The Schrödinger wave equation describes energy eigenstates with corresponding real numbers En and a definite total energy, the value of En. The bound state energies of the electron in the hydrogen atom are given by:

${\displaystyle E_{n}={\frac {E_{1}}{n^{2}}}={\frac {-13.6{\text{ eV}}}{n^{2}}},\quad n=1,2,3,\ldots }$

The parameter n can take only positive integer values. The concept of energy levels and notation were taken from the earlier Bohr model of the atom. Schrödinger's equation developed the idea from a flat two-dimensional Bohr atom to the three-dimensional wavefunction model.

In the Bohr model, the allowed orbits were derived from quantized (discrete) values of orbital angular momentum, L according to the equation

${\displaystyle \mathbf {L} =n\cdot \hbar =n\cdot {h \over 2\pi }}$

where n = 1, 2, 3, … and is called the principal quantum number, and h is Planck's constant. This formula is not correct in quantum mechanics as the angular momentum magnitude is described by the azimuthal quantum number, but the energy levels are accurate and classically they correspond to the sum of potential and kinetic energy of the electron.

The principal quantum number n represents the relative overall energy of each orbital. The energy level of each orbital increases as its distance from the nucleus increases. The sets of orbitals with the same n value are often referred to as an electron shell.

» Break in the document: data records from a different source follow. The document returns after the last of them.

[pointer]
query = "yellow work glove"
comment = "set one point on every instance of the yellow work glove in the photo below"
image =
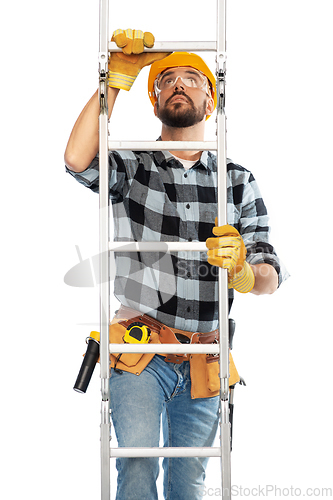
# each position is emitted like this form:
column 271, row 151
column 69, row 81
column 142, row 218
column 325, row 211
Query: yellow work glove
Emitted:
column 227, row 250
column 125, row 66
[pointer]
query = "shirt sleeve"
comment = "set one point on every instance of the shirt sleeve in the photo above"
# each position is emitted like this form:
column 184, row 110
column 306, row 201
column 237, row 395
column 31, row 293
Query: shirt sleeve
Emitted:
column 255, row 229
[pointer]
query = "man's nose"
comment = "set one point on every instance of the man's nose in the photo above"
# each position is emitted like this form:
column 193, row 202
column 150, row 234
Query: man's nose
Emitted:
column 179, row 84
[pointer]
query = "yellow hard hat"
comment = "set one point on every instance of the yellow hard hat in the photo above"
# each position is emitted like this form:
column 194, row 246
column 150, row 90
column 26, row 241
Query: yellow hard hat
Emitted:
column 179, row 59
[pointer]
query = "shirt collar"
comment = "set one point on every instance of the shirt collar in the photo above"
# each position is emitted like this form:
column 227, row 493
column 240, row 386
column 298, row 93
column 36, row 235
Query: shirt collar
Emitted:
column 205, row 160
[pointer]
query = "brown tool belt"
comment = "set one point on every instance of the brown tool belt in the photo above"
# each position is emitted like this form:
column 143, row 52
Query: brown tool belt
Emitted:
column 168, row 335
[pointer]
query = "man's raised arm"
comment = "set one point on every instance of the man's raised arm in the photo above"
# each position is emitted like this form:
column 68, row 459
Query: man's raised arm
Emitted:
column 124, row 67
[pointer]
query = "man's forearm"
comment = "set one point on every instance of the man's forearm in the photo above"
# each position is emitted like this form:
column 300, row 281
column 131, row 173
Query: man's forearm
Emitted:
column 266, row 279
column 83, row 143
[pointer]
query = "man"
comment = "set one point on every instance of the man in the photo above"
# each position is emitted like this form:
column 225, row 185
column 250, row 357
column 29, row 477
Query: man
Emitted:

The minimum energy exchanged during any wave-matter interaction is the product of the wave frequency multiplied by Planck's constant. This causes the wave to display particle-like packets of energy called quanta. The difference between energy levels that have different n determine the emission spectrum of the element.

In the notation of the periodic table, the main shells of electrons are labeled:

K (n = 1), L (n = 2), M (n = 3), etc.

based on the principal quantum number.

The principal quantum number is related to the radial quantum number, nr, by:

${\displaystyle n=n_{r}+\ell +1\,}$

where l is the azimuthal quantum number and nr is equal to the number of nodes in the radial wavefunction.

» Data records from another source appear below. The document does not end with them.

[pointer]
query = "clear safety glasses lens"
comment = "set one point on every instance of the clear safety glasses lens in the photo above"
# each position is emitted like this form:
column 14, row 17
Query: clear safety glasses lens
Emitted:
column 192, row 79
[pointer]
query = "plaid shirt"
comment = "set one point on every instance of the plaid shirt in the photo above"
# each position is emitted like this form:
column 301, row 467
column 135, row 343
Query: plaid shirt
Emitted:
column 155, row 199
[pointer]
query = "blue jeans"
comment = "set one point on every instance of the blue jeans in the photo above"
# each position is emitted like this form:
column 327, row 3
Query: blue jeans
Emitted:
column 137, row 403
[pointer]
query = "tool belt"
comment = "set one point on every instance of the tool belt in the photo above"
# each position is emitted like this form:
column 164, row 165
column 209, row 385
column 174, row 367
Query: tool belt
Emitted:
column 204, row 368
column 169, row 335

The definite total energy for a particle motion in a common Coulomb field and with a discrete spectrum, is given by:

${\displaystyle E_{n}=-{\frac {Z^{2}\hbar ^{2}}{2m_{0}a_{B}^{2}n^{2}}}=-{\frac {Z^{2}e^{4}m_{0}}{2\hbar ^{2}n^{2}}}}$,

where ${\displaystyle a_{B}}$ is the Bohr radius.

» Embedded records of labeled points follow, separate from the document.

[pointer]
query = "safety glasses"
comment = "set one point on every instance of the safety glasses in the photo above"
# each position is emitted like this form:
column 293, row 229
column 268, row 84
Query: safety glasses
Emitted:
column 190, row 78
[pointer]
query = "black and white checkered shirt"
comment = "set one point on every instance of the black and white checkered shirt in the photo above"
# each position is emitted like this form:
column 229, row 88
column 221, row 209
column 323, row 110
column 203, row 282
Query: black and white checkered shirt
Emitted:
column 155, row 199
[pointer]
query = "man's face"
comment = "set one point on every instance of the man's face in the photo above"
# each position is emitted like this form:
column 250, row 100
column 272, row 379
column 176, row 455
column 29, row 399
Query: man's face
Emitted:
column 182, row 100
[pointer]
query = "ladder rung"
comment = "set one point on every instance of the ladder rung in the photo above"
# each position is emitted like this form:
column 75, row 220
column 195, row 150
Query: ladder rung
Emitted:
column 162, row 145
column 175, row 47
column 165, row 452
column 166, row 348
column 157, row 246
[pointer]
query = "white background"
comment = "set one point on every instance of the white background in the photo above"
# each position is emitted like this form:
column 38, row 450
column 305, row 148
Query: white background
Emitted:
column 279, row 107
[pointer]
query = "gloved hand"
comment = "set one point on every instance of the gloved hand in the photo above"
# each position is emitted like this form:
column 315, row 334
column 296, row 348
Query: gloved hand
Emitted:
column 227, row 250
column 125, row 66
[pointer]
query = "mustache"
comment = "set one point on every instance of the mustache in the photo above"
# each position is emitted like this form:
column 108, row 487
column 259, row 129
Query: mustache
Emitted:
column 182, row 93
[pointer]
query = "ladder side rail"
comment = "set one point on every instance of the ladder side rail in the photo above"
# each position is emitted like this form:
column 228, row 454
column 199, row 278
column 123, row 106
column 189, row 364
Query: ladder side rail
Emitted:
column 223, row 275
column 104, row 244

This discrete energy spectrum resulted from the solution of the quantum mechanical problem on the electron motion in the Coulomb field, coincides with the spectrum that was obtained with the help application of the Bohr-Sommerfeld quantization rules to the classical equations. The radial quantum number determines the number of nodes of the radial wave function ${\displaystyle R(r)}$.[2]

## Values

In chemistry, values n = 1, 2, 3, 4, 5, 6, 7 are used in relation to the electron shell theory, with expected inclusion of n = 8 (and possibly 9) for yet not accessible period-8 elements. In atomic physics higher n occur for description of excited states. Observations of interstellar medium reveal atomic hydrogen spectral lines involving n on order of hundreds; values up to 766[3] were detected.

## References

1. ^ Here we ignore spin. Accounting for s, every orbital (determined by n and l) is degenerate, assuming absence of external magnetic field.
2. ^ Andrew, A. V. (2006). "2. Schrödinger equation". Atomic spectroscopy. Introduction of theory to Hyperfine Structure. p. 274. ISBN 978-0-387-25573-6.
3. ^ Tennyson, Jonathan (2005). Astronomical Spectroscopy (PDF). London: Imperial College Press. p. 39. ISBN 1-86094-513-9.